Stessa sorte è toccata anche alle tre precedenti edizioni: Pechino 2008 è passata da 2,2 miliardi a quasi 45 miliardi di dollari (stima non ufficiale, a causa della scarsa trasparenza dei resoconti governativi). Nel 2004 ad Atene i costi sono esattamente raddoppiati, da 4,5 a 9 miliardi di euro, portando il deficit pubblico al 6,1% del Pil e inabissando l’economia greca. Anche a Sidney 2000 l’investimento è praticamente raddoppiato rispetto agli iniziali 3,4 miliardi di dollari australiani. Il case history peggiore – prosegue la ricerca – è quello di Monteral 1976: i Giochi, che sarebbero dovuti costare solo 124 milioni di dollari, furono un flop da ogni punto di vista, e lasciarono un buco di 2,8 miliardi che il Canada è da poco riuscito a ripianare, a trent’anni di distanza dalla manifestazione.
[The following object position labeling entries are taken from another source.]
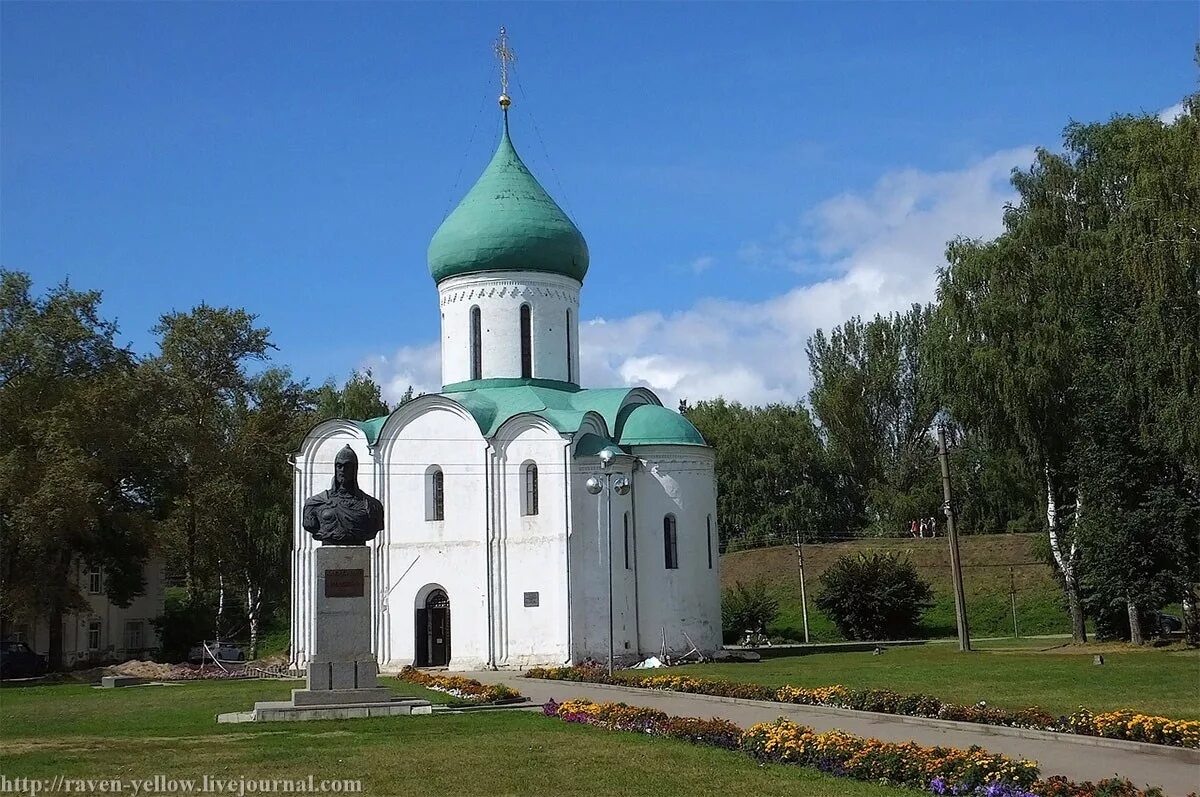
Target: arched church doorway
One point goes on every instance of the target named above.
(433, 630)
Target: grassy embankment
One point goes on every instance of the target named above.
(78, 731)
(985, 575)
(1059, 677)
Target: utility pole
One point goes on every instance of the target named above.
(804, 599)
(960, 604)
(1012, 598)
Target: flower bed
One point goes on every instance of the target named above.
(465, 688)
(1116, 725)
(619, 717)
(941, 771)
(907, 763)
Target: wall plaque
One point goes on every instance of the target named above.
(343, 583)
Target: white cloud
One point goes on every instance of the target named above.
(1170, 114)
(881, 251)
(419, 366)
(875, 251)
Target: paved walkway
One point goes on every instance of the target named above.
(1072, 756)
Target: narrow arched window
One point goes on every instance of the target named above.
(526, 343)
(531, 483)
(477, 343)
(627, 540)
(708, 526)
(435, 493)
(570, 355)
(670, 546)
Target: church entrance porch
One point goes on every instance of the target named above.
(433, 630)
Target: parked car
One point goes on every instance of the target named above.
(18, 660)
(225, 652)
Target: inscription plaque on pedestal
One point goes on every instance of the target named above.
(343, 583)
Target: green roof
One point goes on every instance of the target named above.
(564, 408)
(508, 222)
(654, 425)
(491, 402)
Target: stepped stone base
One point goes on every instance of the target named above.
(288, 711)
(339, 696)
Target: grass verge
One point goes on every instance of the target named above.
(143, 731)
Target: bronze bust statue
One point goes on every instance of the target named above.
(343, 514)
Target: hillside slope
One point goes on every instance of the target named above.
(988, 561)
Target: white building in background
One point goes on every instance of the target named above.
(495, 553)
(102, 630)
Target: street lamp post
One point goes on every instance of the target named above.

Mentre The Big O, lo stadio olimpico costruito per l’occasione e pagato circa 1,5 miliardi, dal 2004 è privo di un utilizzo stabile. Ma anche un’edizione di successo, come quella di Barcellona ’92 che ha avuto il merito di cambiare il volto della città catalana (un po’ quello che si spera di fare con Roma), costò circa il 400% in più del previsto. Per questo, in vista delle prossime edizioni, l’Istituto Bruno Leoni conclude il suo rapporto lanciando delle proposte alternative. Come stabilire una dimora fissa per le Olimpiadi, o al contrario delocalizzarle in giro per il mondo, sempre al fine di razionalizzare i costi. Una terza via potrebbe essere quella di istituire delle penali in caso di superamento del budget, come strumento di controllo della spesa. Oppure, più semplicemente, basterebbe solo rinunciare, come spiega il titolo. E non avventurarsi in progetti pericolosi per le finanze del Paese.